First, navigate to the Twitter Applications Development site and log in with your Twitter credentials. From here you will create the ‘application’. This page is typically used by developers to register apps that they have created and which people can download. Most of the information is actually irrelevant for TCAT, but it needs to be entered in order to create the access credentials that TCAT needs. As of mid-2015, you also need to have a mobile phone number associated with your Twitter account to register an application. If you don’t have a mobile number, go to your Twitter profile and enter one.
Click Create New App and provide a name (such as ‘TCAT’) and a brief description (such as ‘capturing tweets for research purposes’). You also need to provide a URL. It does not have to be a real website, but it does have to begin with ‘http://’. A dummy URL like ‘http://www.example.com/’ is sufficient, but you may wish to use the URL for your research project or home department instead. Scroll to the end of the page and select Yes, I agree to the Developer Agreement. Finally, click Create your Twitter Application.
Once your app has been created, navigate to the Keys and Access Tokens tab of the app settings. This page will display two of the four settings you need, the Consumer Key (API Key) and the Consumer Secret (API Secret). You can copy these straight out of Twitter and into a note or document for use later, or copy them directly into the relevant fields in Launchpod as you work through the TCAT setup process.
To generate the other two credentials, scroll to the bottom of the same page and under Your Access Token click the button Create my access token. The page will reload, and the Access Token and the Access Token Secret will be displayed at the end. Make sure when copying the Access Token, that you copy the entire line, including the 9-digit number at the front, which is separated from the rest of the secret by a dash.
If you don’t take note of your access tokens at this point, you can always log into the Twitter Applications Development site again and retrieve them.
Once you have created these keys and tokens, begin the TCAT launch process in Launchpod. Along the way you’ll be asked to enter these keys; make sure you copy them from the Twitter Applications Development site or your notes exactly as they appear there.

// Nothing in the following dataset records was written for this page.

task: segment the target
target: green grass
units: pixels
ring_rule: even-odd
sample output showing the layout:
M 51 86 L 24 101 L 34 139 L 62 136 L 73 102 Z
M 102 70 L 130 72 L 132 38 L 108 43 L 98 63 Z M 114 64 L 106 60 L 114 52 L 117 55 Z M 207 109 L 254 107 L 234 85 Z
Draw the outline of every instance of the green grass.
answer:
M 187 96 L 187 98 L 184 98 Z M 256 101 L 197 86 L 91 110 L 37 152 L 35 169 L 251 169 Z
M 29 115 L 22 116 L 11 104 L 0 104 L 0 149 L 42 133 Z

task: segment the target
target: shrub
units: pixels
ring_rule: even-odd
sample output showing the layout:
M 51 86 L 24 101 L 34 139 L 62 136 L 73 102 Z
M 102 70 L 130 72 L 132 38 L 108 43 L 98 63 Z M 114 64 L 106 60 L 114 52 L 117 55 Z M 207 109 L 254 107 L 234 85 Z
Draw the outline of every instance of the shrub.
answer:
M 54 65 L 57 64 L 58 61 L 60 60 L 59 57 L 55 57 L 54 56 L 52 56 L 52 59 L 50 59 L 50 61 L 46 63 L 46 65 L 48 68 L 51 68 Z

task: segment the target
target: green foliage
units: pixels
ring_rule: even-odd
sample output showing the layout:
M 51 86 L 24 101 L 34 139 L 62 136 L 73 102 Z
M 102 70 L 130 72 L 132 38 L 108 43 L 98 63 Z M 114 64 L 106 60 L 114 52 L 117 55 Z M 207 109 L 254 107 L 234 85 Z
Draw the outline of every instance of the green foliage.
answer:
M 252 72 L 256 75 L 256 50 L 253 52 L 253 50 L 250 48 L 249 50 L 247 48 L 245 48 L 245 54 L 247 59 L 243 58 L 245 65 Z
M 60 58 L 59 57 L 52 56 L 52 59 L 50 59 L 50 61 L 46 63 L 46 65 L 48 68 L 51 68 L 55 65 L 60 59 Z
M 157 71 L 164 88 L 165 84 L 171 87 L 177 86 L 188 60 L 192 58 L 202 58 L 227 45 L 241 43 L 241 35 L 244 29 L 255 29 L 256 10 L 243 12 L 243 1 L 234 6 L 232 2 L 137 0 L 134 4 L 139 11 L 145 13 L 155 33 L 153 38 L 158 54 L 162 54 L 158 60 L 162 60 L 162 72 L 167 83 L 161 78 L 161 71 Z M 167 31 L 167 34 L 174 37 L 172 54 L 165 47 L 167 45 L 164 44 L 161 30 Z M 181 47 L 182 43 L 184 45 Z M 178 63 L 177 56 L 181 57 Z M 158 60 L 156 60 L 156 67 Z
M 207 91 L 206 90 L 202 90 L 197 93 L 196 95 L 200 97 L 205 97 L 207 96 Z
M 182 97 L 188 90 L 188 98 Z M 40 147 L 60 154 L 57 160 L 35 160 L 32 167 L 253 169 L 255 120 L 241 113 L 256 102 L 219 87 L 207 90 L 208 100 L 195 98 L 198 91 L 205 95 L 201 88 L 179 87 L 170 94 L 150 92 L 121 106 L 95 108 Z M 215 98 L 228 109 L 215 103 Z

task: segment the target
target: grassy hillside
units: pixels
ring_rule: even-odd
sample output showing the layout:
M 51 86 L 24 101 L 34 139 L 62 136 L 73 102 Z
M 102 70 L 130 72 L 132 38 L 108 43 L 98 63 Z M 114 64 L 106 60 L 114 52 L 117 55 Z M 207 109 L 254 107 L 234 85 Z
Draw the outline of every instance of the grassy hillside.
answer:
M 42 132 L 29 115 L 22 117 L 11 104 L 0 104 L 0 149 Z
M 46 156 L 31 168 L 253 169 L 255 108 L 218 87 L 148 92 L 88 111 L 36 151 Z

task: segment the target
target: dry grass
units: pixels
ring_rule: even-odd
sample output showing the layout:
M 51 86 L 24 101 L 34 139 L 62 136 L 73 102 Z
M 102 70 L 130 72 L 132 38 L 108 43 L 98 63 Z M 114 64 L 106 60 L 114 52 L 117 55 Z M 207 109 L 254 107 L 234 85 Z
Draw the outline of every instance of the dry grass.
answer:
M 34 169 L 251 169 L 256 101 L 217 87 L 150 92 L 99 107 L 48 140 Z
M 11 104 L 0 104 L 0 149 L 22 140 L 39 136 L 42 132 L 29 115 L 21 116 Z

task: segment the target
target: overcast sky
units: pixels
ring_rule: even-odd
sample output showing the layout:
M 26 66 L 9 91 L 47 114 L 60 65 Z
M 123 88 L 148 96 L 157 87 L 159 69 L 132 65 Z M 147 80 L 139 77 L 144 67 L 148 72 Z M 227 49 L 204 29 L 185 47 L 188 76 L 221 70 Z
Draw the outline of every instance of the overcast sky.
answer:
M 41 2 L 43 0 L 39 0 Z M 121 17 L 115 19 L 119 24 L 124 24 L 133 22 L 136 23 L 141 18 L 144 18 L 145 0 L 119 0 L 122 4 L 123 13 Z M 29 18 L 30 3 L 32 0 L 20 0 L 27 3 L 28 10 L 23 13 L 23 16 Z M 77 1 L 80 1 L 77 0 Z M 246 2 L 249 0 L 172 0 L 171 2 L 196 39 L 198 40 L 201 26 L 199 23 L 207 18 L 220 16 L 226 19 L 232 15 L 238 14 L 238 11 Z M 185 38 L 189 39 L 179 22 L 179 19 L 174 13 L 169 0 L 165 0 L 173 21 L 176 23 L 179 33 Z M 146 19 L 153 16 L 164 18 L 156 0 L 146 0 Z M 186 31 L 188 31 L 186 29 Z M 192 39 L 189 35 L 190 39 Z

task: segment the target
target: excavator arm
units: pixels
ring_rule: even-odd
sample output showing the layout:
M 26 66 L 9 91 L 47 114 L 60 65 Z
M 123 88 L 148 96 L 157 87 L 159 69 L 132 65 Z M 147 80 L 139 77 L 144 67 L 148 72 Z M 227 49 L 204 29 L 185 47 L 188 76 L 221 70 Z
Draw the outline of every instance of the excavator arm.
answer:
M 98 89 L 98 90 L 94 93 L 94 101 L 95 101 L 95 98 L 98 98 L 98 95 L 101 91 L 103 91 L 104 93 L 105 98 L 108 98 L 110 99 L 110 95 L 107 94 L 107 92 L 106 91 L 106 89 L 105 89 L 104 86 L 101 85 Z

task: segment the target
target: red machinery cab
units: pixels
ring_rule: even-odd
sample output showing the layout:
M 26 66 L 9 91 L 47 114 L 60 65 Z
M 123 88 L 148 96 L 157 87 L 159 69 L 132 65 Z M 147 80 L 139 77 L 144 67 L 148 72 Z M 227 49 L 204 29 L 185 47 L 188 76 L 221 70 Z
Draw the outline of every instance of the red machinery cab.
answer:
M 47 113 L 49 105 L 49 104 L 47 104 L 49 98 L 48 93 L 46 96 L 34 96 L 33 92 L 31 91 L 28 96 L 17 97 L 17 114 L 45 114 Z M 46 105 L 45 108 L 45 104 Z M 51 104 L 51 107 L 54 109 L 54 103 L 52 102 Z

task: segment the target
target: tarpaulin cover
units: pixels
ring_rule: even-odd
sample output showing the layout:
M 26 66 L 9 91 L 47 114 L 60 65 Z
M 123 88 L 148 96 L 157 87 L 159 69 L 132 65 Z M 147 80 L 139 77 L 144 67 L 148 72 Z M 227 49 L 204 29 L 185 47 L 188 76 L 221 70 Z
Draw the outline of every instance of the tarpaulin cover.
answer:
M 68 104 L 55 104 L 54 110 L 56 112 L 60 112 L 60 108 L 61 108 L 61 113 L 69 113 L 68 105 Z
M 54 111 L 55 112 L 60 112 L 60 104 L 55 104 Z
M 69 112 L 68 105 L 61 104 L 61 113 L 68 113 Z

Exporting Tweets from TCAT
When using the “Export all tweets from selection” function, ensure that the current selection doesn’t contain more than 500,000 tweets; otherwise you run the risk of running out of memory with this action and the number of tweets may be truncated in the downloaded file. It is recommended that you confirm that the number of tweets in the downloaded CSV matches the number of tweets selected for export.